Diagnosis and Treatment of Obstructive Sleep Apnea of the Larynx

Author Affiliations

From the Department of Otolaryngology (Mr Gillespie and Drs Flint and Eisele) and the Johns Hopkins Sleep Disorders Center, Division of Pulmonary and Critical Care Medicine, Department of Medicine (Drs Smith and Schwartz), The Johns Hopkins Medical Institutions, Baltimore, Md.

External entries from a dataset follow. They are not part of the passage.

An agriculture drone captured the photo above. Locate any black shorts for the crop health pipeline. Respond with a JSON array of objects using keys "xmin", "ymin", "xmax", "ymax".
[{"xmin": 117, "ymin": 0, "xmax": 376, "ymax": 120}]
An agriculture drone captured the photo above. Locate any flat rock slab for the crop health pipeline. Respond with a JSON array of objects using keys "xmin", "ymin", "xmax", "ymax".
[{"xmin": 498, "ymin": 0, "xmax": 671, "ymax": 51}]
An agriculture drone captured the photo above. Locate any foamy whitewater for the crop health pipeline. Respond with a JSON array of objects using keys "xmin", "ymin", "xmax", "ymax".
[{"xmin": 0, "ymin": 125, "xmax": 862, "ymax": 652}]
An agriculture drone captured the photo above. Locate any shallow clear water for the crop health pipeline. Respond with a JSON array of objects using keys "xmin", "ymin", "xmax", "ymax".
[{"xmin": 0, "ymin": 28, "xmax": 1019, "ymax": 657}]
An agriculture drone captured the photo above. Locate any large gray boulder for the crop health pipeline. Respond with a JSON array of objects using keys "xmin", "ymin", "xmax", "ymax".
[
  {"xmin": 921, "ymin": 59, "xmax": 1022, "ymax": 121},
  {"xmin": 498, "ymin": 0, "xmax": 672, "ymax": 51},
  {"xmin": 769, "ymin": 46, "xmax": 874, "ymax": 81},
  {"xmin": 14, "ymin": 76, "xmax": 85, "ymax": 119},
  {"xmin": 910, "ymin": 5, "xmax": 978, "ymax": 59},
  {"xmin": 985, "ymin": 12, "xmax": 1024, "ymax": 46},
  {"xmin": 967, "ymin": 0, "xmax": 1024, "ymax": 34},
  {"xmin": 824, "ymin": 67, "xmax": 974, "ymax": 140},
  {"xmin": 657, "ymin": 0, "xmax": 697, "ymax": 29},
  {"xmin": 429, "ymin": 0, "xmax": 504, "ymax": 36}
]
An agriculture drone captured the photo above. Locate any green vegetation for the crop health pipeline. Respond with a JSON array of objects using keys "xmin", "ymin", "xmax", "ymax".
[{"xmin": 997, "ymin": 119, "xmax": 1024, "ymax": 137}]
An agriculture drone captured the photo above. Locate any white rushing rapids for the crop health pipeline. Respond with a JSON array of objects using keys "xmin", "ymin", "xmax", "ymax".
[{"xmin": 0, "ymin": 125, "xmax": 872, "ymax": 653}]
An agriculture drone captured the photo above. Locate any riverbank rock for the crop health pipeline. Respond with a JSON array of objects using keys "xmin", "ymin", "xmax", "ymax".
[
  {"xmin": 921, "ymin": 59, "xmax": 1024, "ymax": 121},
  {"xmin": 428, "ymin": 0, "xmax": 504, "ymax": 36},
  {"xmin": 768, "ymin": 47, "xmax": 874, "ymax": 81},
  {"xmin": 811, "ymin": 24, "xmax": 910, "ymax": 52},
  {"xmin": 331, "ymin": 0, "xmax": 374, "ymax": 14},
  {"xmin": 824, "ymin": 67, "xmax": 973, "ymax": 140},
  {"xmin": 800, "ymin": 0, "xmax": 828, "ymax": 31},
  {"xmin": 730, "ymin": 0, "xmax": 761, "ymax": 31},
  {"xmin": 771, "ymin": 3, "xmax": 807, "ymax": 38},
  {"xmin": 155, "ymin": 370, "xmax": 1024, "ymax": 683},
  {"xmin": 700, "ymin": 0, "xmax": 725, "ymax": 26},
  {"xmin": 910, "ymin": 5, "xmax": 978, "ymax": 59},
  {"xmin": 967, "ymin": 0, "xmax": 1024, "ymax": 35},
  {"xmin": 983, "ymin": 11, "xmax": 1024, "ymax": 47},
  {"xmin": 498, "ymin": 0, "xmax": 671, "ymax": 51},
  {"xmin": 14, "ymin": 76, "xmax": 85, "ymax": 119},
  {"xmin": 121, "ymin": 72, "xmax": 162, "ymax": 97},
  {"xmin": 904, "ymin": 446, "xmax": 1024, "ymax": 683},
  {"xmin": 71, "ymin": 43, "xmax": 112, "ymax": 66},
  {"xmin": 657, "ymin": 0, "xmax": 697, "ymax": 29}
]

Arch Otolaryngol Head Neck Surg. 1995;121(3):335-339. doi:10.1001/archotol.1995.01890030063010

To determine the mechanism for obstructive sleep apnea in two patients with clinical abnormalities of laryngeal function, airflow dynamics during sleep were analyzed. The site of airway obstruction was assessed by examining pressure gradients across specific airway segments. The relation between maximal inspiratory airflow and nasal pressure was analyzed to determine (1) the critical pressure, a measure of the collapsibility of the laryngeal airway, and (2) the effect of nasal continuous positive airway pressure on airflow during sleep. Large inspiratory pressure gradients developed during sleep between the supraglottic and pleural spaces, indicating that collapse had occurred in the larynx. Elevated critical pressures of —6.4 and +1.2 cm H2O, respectively, occurred in the two patients. When the nasal pressure was raised to 10 cm H2O, normal levels of tidal airflow occurred, and obstructive apneas were eliminated. These findings indicate that sleep apnea was caused by laryngeal airflow obstruction that resulted from elevations in the collapsibility of the larynx. The response to nasal continuous positive airway pressure suggested that laryngeal sleep apnea was similar to pharyngeal sleep apnea in pathophysiologic characteristic and response to treatment.